La segunda. El diablo se presenta en el evangelio como lo que se opone a Dios y como la fuerza que domina al mundo. Para gozar de este poder Jesús solo tiene que adorarlo. Ante esta encrucijada Jesús vuelve a resolver desde la Palabra: “Al Señor, tu Dios, adorarás y a él solo darás culto”. El hacer lo que fuese por poder está a la orden del día. De forma “diabólica” lo vemos en las decisiones de los sátrapas de todos los tiempos que ponen boca arriba el orden internacional y abocan a la destrucción a sus pueblos. A un nivel más cercano lo apreciamos, por ejemplo, en ese compañero que le da igual traicionar al que fuese con tal de conseguir lo que quiere. Y a nivel íntimo cuesta más
trabajo detectarlo.

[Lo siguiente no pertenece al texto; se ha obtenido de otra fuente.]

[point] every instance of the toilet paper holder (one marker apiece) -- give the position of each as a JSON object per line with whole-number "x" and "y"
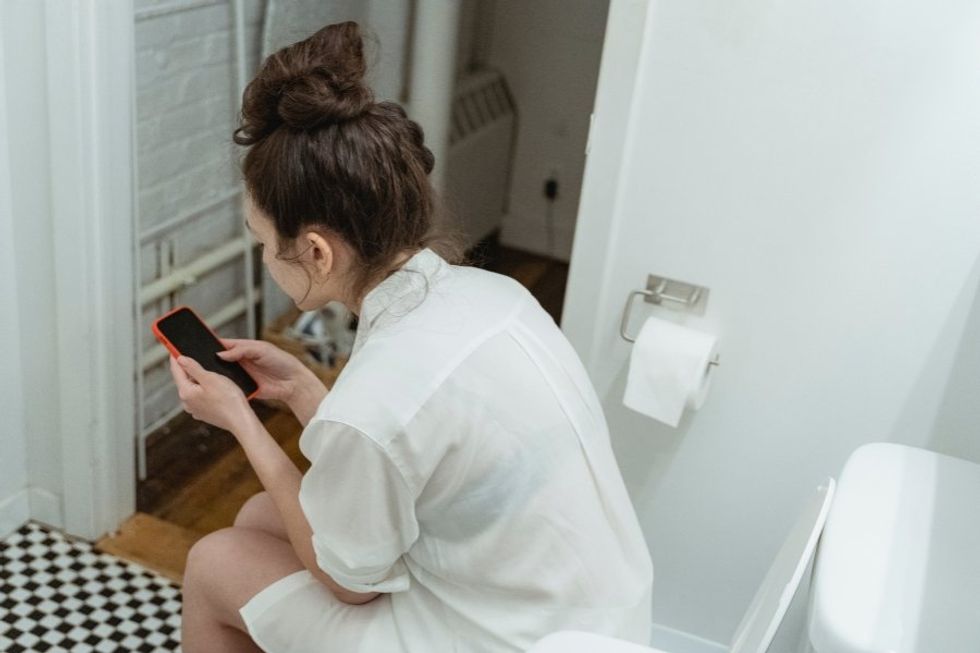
{"x": 688, "y": 297}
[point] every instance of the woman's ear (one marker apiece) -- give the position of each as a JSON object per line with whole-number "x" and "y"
{"x": 323, "y": 253}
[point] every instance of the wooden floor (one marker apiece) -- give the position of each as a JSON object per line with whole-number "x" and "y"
{"x": 198, "y": 477}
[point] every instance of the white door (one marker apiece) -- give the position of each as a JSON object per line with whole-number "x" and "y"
{"x": 815, "y": 166}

Es ese deseo larvado de mandar, de sobresalir, de éxito, de prestigio que, sin darme cuenta, me hace tomar determinadas decisiones que, en apariencia son buenas, pero que me ponen al servicio del tan deseado poder o prestigio.
Vamos con la tercera. A Jesús no le vendría mal una prueba para ver si Dios está con él. El diablo le anima a pedirla. ¿Por qué no hacerlo? Es fácil: tan solo tiene que arrojarse del alero del templo y ver cómo Dios lo salva. Después de la prueba podrá seguir su misión de forma más segura. Pero Jesús lo para en seco: “No tentarás al Señor, tu Dios”. ¿Cómo dudar de Dios? Prefiere vivir a base de confianza absoluta más que de pruebas. En ocasiones nuestra vivencia de fe depende de una prueba. Y si no la hay, nos atascamos. Es tanta la noche, el silencio, la duda que, en vez de arrojarnos a la incertidumbre y abandonarnos a ella, pedimos una prueba, a poder ser irrefutable, para seguir adelante.
Estas tres tentaciones son como los pilares de la casa, no se ven, pero se construye sobre ellos. Y de la misma manera que pudiéramos encontrarnos con hermosas viviendas provistas de todo, pero con una cimentación débil, existen seguidores de Jesús con buena apariencia, con bastante entrega, con buen discurso pero, en el fondo, quizás no se den cuenta de que su relación con Dios es interesada, están vendiéndose al prestigio y no son capaces de creer si no hay alguna prueba por delante.